Not a huge difference, but figured I'd make sure there's no reason for this.

vedantroy commented 1 year ago

Following up on this, this is a slightly patched version of the tokenizer in this repo (just made one of the methods an instance method instead of a module method):

    tokenizer = clip_tokenizer.SimpleTokenizer(
        bpe_path=str(vocab_path)
    )
    output = tokenizer.tokenize("hello world", context_length=77) 
    print(output.shape)
    decoded = tokenizer.decode_tensor(output[0])
    print(decoded)

And the decoded output is:

<start_of_text>hello world <end_of_text>!!!!!!!!!!!!!!!!!!!!!!!!!!!!!!!!!!!!!!!!!!!!!!!!!!!!!!!!!!!!!!!!!!!!!!!!!

I'm assuming the exclamation points at the end are fine?
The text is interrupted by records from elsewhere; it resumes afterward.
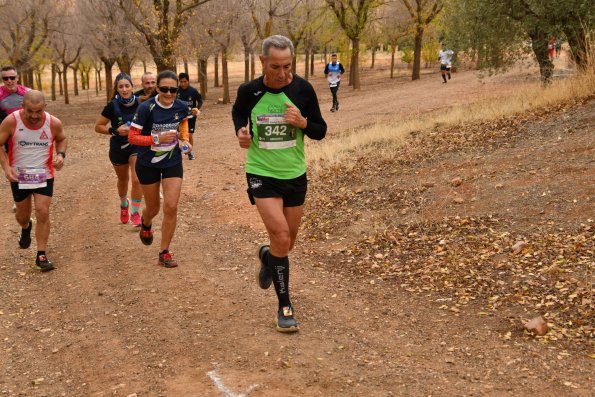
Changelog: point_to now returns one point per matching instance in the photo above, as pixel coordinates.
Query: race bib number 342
(274, 132)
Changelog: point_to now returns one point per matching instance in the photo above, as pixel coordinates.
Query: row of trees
(82, 36)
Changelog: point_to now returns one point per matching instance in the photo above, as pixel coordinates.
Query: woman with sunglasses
(160, 130)
(119, 113)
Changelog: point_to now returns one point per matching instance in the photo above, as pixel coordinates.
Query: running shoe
(166, 259)
(44, 263)
(135, 217)
(124, 214)
(263, 275)
(25, 238)
(285, 321)
(146, 234)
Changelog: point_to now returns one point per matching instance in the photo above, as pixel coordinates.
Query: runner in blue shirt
(160, 130)
(333, 72)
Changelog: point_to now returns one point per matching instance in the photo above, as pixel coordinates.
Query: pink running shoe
(124, 214)
(136, 219)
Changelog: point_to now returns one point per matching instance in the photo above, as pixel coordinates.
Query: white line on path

gpucce commented 1 year ago

Hi @vedantroy for the different special tokens I don´t know if there is a specific reason, for the exclamation marks, the reason they are there is that the tokenizer uses 0 as padding index but it is also the index assigned to the exclamation mark, unfortunately I think changing this would be a lot of work as all existing models work like this

rwightman commented 1 week ago

fine as long as the right ones are used, the outputs are equivalent, side note I think the transformers clip tokenizer had/possibly still has an issue where the zero padding wasn't extended out to the end like the original openai.